4.4. Endogeneity Checks

4.4.1. Instrumental Variable Regression

We use the average AI level of other firms within the same industry and year as the instrumental variable (denoted as IV1), capturing the peer effects of AI development across firms. The advancement of AI often exhibits industry-level peer influence, with firms tending to align their AI adoption with that of their industry counterparts. Importantly, although this peer firm AI level may reflect broader industry technology dynamics, we argue that it does not directly affect a given firm’s radical innovation activities. Radical innovation, by nature, is characterized by the recombination of previously unrelated knowledge, rather than incremental improvements along existing technological trajectories. In contrast, industry-level knowledge spillovers tend to promote incremental innovation through diffusion and imitation of prevailing technologies, and they are thus less likely to serve as a direct driver of radical breakthroughs. In summary, while peer firm AI adoption may shape the overall technological environment, its direct impact on firm-level radical innovation is limited, supporting the exclusion restriction assumption.

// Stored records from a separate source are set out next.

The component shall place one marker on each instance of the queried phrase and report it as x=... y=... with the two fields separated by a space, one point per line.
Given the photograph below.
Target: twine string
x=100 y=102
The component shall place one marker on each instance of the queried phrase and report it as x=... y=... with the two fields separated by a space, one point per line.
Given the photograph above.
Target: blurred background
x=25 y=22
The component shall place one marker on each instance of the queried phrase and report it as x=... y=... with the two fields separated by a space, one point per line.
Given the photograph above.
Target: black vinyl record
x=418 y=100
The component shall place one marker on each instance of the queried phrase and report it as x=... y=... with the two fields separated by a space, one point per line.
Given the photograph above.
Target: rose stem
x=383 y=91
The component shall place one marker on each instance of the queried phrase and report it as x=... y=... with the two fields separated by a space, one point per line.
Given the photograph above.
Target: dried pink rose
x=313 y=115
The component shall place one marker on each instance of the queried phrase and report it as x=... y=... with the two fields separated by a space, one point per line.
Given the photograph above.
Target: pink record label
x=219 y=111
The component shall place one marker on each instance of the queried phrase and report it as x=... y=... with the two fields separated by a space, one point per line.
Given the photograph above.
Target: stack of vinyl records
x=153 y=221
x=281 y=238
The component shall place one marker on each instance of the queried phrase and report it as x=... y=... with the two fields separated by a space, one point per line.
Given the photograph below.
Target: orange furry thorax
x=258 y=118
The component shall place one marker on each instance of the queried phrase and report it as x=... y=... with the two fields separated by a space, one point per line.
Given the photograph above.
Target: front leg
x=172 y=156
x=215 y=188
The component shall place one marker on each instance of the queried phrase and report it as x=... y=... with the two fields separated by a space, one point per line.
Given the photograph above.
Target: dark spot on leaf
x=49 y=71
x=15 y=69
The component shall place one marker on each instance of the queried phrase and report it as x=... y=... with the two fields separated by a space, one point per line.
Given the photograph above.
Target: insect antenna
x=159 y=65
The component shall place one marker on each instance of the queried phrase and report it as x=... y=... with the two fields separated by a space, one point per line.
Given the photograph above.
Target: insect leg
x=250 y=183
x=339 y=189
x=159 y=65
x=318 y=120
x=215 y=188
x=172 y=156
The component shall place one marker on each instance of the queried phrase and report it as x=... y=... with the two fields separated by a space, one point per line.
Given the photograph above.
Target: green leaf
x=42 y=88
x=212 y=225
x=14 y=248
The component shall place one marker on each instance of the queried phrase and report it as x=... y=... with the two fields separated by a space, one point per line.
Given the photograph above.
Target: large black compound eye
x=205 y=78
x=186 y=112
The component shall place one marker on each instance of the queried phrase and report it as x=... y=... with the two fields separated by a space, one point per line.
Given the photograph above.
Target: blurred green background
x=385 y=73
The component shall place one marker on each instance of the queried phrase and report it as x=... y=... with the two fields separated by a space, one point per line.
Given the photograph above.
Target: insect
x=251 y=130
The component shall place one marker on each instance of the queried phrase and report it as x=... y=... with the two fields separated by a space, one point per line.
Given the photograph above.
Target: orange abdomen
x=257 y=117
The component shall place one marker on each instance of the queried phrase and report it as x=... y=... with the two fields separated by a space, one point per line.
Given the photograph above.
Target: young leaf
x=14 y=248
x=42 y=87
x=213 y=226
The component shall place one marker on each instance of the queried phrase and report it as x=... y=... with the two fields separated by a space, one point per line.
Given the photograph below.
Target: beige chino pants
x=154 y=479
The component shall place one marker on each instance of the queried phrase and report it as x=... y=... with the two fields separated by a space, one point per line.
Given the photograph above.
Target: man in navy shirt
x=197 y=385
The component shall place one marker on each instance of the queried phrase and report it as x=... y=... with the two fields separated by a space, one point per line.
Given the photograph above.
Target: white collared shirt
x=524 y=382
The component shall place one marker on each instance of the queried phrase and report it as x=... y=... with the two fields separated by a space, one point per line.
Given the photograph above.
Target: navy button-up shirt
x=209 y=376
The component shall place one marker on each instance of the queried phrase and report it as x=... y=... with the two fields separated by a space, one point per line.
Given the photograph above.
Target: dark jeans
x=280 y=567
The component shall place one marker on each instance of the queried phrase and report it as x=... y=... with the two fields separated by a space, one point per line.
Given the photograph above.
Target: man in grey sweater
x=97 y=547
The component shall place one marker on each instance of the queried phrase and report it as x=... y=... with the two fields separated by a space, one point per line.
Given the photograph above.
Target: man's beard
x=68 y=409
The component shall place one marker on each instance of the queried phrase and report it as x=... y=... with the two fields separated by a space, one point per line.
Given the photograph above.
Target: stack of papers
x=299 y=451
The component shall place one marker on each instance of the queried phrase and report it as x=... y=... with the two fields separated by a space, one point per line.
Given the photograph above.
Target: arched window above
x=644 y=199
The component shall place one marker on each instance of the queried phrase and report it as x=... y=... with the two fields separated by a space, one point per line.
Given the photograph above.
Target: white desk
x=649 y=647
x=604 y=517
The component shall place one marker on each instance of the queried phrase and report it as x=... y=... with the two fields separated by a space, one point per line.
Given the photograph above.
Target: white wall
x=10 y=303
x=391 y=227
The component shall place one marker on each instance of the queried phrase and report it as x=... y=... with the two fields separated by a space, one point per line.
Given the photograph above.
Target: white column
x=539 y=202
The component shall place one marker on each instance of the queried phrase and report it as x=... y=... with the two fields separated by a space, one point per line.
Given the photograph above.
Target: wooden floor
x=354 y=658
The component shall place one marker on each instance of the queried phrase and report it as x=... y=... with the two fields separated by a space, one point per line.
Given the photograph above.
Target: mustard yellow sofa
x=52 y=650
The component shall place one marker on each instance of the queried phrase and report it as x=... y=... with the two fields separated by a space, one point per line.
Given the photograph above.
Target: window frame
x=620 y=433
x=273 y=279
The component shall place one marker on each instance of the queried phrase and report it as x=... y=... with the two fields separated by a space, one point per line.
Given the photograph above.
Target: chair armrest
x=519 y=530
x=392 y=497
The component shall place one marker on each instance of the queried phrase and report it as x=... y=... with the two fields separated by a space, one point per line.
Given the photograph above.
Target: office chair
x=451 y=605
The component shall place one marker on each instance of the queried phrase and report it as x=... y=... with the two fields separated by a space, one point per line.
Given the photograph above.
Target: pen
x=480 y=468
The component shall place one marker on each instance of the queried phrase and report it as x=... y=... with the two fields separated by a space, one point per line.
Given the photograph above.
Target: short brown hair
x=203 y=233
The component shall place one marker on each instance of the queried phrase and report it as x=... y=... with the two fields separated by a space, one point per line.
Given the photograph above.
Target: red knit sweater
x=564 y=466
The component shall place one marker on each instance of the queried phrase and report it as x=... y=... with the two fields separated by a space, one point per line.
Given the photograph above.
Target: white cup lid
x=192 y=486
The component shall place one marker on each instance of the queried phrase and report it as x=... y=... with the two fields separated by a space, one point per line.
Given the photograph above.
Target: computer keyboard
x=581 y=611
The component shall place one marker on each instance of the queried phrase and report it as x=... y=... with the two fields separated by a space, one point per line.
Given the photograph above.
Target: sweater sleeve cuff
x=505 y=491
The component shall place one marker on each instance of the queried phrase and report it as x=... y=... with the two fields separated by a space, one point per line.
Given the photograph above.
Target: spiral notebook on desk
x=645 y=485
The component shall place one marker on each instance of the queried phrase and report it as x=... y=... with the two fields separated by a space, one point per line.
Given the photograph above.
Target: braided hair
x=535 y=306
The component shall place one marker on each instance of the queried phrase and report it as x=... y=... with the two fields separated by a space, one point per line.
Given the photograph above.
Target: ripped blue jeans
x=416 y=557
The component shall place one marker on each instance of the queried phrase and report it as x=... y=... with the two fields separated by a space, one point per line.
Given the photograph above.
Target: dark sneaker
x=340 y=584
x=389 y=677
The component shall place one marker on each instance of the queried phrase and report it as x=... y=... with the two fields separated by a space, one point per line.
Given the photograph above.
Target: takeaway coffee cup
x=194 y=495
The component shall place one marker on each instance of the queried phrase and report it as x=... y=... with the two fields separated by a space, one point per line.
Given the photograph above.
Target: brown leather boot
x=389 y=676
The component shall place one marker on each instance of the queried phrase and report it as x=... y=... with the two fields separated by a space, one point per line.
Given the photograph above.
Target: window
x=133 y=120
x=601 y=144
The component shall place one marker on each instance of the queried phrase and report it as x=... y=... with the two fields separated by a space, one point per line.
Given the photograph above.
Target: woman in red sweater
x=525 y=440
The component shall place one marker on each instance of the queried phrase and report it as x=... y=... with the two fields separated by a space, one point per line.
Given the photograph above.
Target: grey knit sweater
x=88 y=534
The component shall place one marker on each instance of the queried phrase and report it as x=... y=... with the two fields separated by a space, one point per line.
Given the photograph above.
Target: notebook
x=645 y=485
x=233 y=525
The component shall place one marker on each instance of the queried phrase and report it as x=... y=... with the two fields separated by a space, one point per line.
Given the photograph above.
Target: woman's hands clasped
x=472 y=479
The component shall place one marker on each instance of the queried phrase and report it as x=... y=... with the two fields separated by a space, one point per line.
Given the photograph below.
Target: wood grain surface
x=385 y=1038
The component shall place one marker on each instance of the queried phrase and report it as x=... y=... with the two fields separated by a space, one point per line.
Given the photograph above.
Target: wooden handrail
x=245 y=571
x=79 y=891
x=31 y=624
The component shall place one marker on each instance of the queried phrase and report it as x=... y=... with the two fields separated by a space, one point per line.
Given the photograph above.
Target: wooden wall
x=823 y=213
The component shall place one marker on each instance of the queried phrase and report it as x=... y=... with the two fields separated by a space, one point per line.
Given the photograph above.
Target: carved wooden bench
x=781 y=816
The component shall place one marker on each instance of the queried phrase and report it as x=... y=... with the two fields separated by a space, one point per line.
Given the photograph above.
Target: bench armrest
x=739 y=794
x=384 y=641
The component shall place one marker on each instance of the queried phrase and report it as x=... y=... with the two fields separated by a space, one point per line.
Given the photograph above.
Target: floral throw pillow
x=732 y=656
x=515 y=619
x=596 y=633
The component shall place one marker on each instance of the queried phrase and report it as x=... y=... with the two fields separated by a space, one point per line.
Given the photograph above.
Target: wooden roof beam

Table 4. IV-2SLS estimation results.

	(1)	(2)	(3)	(4)
Variables	AI	RI	AI	RI
AI		0.4842 ***		0.5175 ***
		(0.0366)		(0.1317)
IV1	0.8172 ***
	(0.0448)
IV2			0.0203 ***
			(0.0037)
Size	0.0708 ***	0.2220 ***	0.0804 ***	0.2195 ***
	(0.0139)	(0.0102)	(0.0143)	(0.0140)
Lev	−0.0003	0.1122 *	0.1890 **	0.1044
	(0.0874)	(0.0628)	(0.0899)	(0.0679)
ROA	0.3734 **	0.3212 **	0.3961 **	0.3071 **
	(0.1721)	(0.1289)	(0.1777)	(0.1410)
Age	−0.0797	0.0148	−0.1272 *	0.0196
	(0.0730)	(0.0494)	(0.0751)	(0.0524)
Cash	−0.3934 **	−0.2094 *	−0.8383 ***	−0.1819
	(0.1579)	(0.1266)	(0.1649)	(0.1667)
RDI	0.0529 ***	−0.0167 ***	0.0660 ***	−0.0190 **
	(0.0046)	(0.0036)	(0.0050)	(0.0092)
Dual	0.1462 ***	−0.1066 ***	0.1387 ***	−0.1115 ***
	(0.0326)	(0.0225)	(0.0337)	(0.0291)
Kleibergen–Paap rk LM	255.09 ***		29.51 ***
Kleibergen–Paap Wald rk F	332.20		29.75
Industry FE	Yes	Yes	Yes	Yes
Year FE	Yes	Yes	Yes	Yes
N	22,287	22,287	22,291	22,291

Note(s): Robust standard errors in parentheses; *** p < 0.01, ** p < 0.05, * p < 0.1.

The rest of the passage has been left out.